When Hoggie swiveled, as he does so well, and took that shot under the Cusack stand we all expected the white flag. But the post intervened. And, of all people, it was Mark Ellis who had followed it in. Had he checked his run he’d have had a tap in-goal. But he’s not a forward. Timmy O’Mahony took a long-range shot when a ball in to Harnedy, who was one-on-one, might have been the percentage call. There could have been a free.

Then Robbie O’Flynn cut through. He might have taken a point but the ball to Harnedy was decent. A fully fit Harnedy might have taken that extra step, but Nicky Quaid had one of those moments that make you think that some things are decided on a higher plane.

Maybe Cork just switched off. When Fitzgibbon got his last point he jumped into Richie English in a way that you don’t really want to see and in a way suggested he thought it was over. A few puck-outs went straight down the middle, some of the passes that had been crisp all day went astray, and when you switch it off you can’t switch it back on.

Limerick’s bench made a huge difference and the absence of Alan Cadogan grew from a gap to a chasm.
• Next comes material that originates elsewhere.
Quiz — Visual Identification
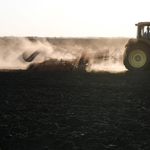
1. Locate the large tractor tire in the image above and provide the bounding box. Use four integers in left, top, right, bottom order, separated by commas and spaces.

Maybe Limerick have benefitted from being in Division 1B where they could bed in players safe in the knowledge that they’d always make the quarter-finals, at least. Maybe, financial reasons aside, Division 1A isn’t the be all and end all. Maybe Limerick are reaping the benefit of the work they’ve put in at underage level.

Maybe, in the cold light of day, Cork are still a few players short.

This is why next Saturday night in Nowlan Park is so important. Cork need something tangible to reflect the improvements that have been made.

Because, two years ago, Cork were a shambles. The improvement that has happened in that intervening period is phenomenal. We should be grateful to all players and management for what they have done to restore pride in Cork hurling.

Days like yesterday can make people angry, sad, despondent and, on occasion, irrational.

Last December, on a bitterly cold Monday evening, I was in Riverstown after a school training session. All I wanted to do was go home and sit by the fire. The Cork kit-van was parked by the dressing-rooms and I saw Séamus Harnedy and Lorcán McLoughlin drive through the gates, a good hour before training was to start.

These players and mentors give an awful lot of themselves and they respect the jersey unfailingly. Nobody can be hurting more than they are today. The least they deserve is a modicum of respect and thanks for the summer they have given us.

They’ll come back better and stronger because they have to. Of course, so will Tipperary and Kilkenny and all of the rest of them.

But that is a challenge that has to be relished, not feared.

Until then, all there is to do is regret. It will make the rejoicing all the more meaningful when the time comes.

John Coleman

4 thoughts on “House of Pain”

  1. Nailed it. We’re still short a few bodies but no one can say Meyler and co. didn’t try to find them, underage work is producing, but we need strength down the spine, another Bill Cooper type dog of war required.